Re: [RFC PATCH 3/3] test-lib: add the '--stress' option to run a test repeatedly under load

Ævar Arnfjörð Bjarmason <avarab@xxxxxxxxx> · Tue, 04 Dec 2018 19:11:08 +0100

On Tue, Dec 04 2018, SZEDER Gábor wrote:

> Unfortunately, we have a few flaky tests, whose failures tend to be
> hard to reproduce.  We've found that the best we can do to reproduce
> such a failure is to run the test repeatedly while the machine is
> under load, and wait in the hope that the load creates enough variance
> in the timing of the test's commands that a failure is evenually
> triggered.  I have a command to do that, and I noticed that two other
> contributors have rolled their own scripts to do the same, all
> choosing slightly different approaches.
>
> To help reproduce failures in flaky tests, introduce the '--stress'
> option to run a test script repeatedly in multiple parallel
> invocations until one of them fails, thereby using the test script
> itself to increase the load on the machine.
>
> The number of parallel invocations is determined by, in order of
> precedence: the number specified as '--stress=<N>', or the value of
> the GIT_TEST_STRESS_LOAD environment variable, or twice the number of
> available processors in '/proc/cpuinfo', or 8.
>
> To prevent the several parallel invocations of the same test from
> interfering with each other:
>
>   - Include the parallel job's number in the name of the trash
>     directory and the various output files under 't/test-results/' as
>     a '.stress-<Nr>' suffix.
>
>   - Add the parallel job's number to the port number specified by the
>     user or to the test number, so even tests involving daemons
>     listening on a TCP socket can be stressed.
>
>   - Make '--stress' imply '--verbose-log' and discard the test's
>     standard ouput and error; dumping the output of several parallel
>     tests to the terminal would create a big ugly mess.
>
> 'wait' for all parallel jobs before exiting (either because a failure
> was found or because the user lost patience and aborted the stress
> test), allowing the still running tests to finish.  Otherwise the "OK
> X.Y" progress output from the last iteration would likely arrive after
> the user got back the shell prompt, interfering with typing in the
> next command.  OTOH, this waiting might induce a considerable delay
> between hitting ctrl-C and the test actually exiting; I'm not sure
> this is the right tradeoff.

I think it makes sense to generalize this and split it up into two
features.

It's a frequent annoyance of mine in the test suite that I'm
e.g. running t*.sh with some parallel "prove" in one screen, and then I
run tABCD*.sh manually, and get unlucky because they use the same trash
dir, and both tests go boom.

You can fix that with --root, which is much of what this patch does.
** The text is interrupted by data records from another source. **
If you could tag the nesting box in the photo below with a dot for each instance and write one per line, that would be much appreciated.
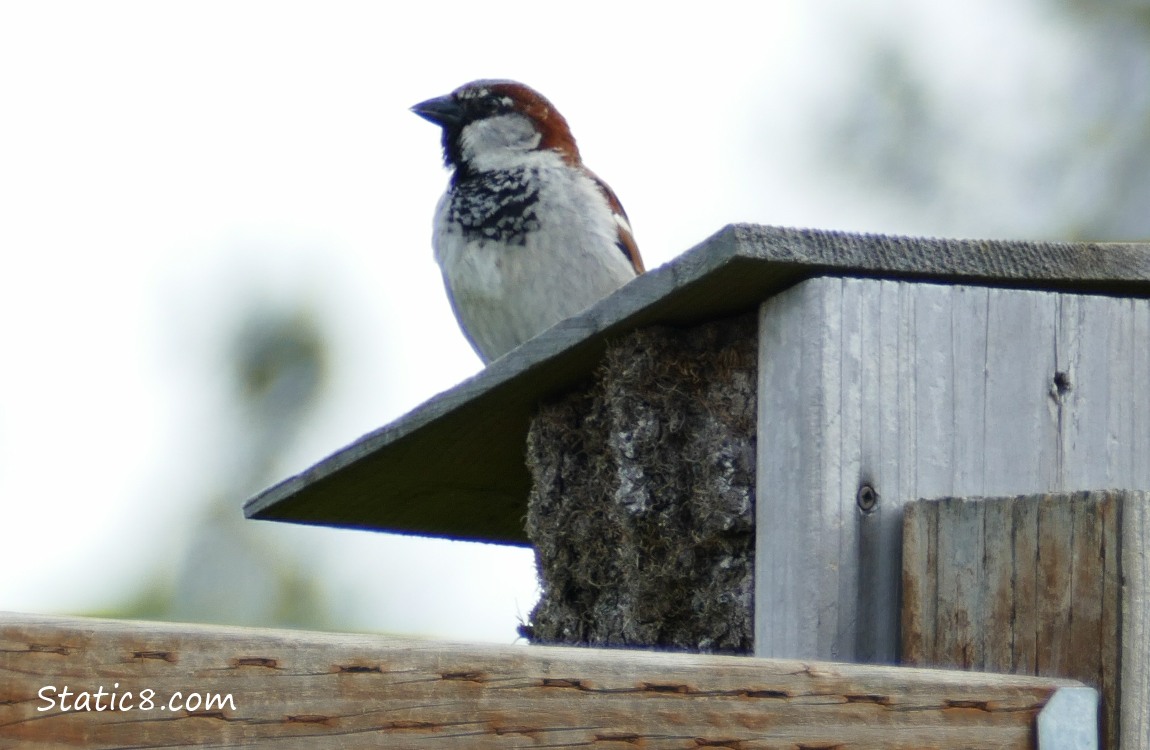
(743, 427)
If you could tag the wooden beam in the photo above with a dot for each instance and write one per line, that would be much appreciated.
(292, 689)
(1057, 584)
(902, 390)
(454, 466)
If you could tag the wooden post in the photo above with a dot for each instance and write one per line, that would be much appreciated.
(315, 690)
(1049, 584)
(873, 393)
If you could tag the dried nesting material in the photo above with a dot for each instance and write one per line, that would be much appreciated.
(642, 510)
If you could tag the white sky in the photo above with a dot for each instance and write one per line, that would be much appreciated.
(163, 162)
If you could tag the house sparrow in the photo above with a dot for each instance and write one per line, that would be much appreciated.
(524, 235)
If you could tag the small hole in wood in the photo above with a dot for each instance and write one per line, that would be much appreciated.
(1062, 382)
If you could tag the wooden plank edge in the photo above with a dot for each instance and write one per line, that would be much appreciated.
(317, 690)
(1070, 720)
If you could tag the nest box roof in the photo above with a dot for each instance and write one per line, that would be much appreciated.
(454, 466)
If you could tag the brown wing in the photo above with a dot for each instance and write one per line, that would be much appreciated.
(626, 242)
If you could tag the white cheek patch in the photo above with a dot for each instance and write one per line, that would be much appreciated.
(487, 138)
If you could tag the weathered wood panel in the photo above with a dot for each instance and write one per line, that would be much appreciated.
(320, 690)
(453, 466)
(906, 390)
(1042, 592)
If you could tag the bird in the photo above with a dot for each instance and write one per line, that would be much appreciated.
(524, 234)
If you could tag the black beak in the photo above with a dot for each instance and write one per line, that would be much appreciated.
(443, 111)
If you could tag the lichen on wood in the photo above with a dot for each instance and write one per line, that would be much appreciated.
(642, 509)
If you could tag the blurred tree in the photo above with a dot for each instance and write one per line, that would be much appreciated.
(1044, 136)
(234, 571)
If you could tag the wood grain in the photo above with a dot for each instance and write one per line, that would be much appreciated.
(454, 465)
(927, 390)
(1060, 590)
(296, 689)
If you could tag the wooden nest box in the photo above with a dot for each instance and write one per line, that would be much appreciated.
(719, 456)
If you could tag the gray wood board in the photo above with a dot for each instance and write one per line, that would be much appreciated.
(454, 466)
(917, 391)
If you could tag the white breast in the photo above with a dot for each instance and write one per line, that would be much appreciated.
(506, 293)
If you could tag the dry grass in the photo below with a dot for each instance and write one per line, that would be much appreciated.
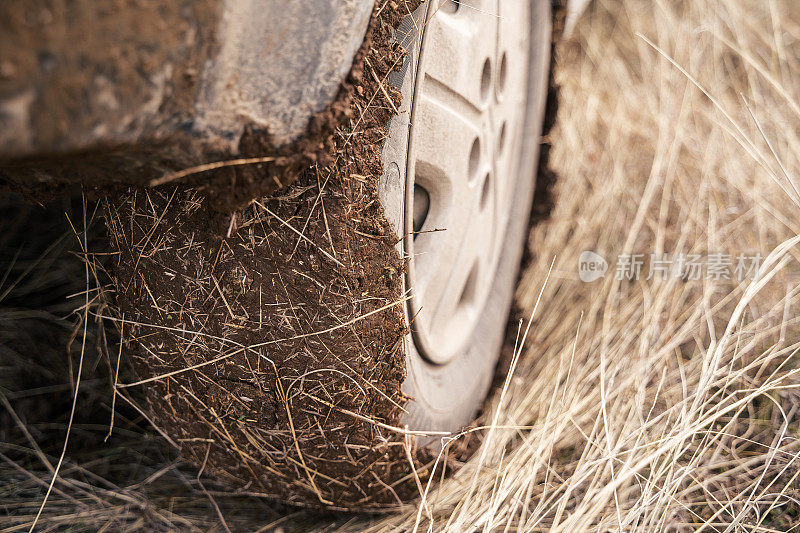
(640, 405)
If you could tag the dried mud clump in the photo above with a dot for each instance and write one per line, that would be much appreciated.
(267, 340)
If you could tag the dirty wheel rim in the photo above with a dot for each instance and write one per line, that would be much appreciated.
(467, 120)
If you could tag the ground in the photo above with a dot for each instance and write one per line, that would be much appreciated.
(668, 403)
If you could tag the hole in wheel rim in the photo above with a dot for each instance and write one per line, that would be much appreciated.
(486, 78)
(422, 204)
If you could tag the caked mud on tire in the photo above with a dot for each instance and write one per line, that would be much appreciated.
(270, 341)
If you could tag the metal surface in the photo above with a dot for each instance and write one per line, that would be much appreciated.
(464, 149)
(81, 76)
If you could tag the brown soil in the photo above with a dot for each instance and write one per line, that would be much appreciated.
(266, 365)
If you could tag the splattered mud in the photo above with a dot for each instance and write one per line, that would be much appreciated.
(267, 339)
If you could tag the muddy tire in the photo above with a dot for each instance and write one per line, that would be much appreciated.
(272, 343)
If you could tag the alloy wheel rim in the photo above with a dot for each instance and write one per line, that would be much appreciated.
(470, 85)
My
one-liner for doing --stress has been something like:

    perl -E 'say ++$_ while 1' | parallel --jobs=100% --halt-on-error soon,fail=1 './t0000-basic.sh --root=trash-{} -v'

But it would be great if I didn't have to worry about that and could
just run two concurrent:

    ./t0000-basic.sh

So I think we could just set some env variable where instead of having
the predictable trash directory we have a $TRASHDIR.$N as this patch
does, except we pick $N by locking some test-runs/tABCD.Nth file with
flock() during the run.

Then a stress mode like this would just be:

    GIT_TEST_FLOCKED_TRASH_DIRS=1 perl -E 'say ++$_ while 1' | parallel --jobs=100% --halt-on-error soon,fail=1 './t0000-basic.sh'

And sure, we could ship a --stress option too, but it wouldn't be
magical in any way, just another "spawn N in a loop" implementation, but
you could also e.g. use GNU parallel to drive it, and without needing to
decide to stress test in advance, since we'd either flock() the trash
dir, or just mktemp(1)-it.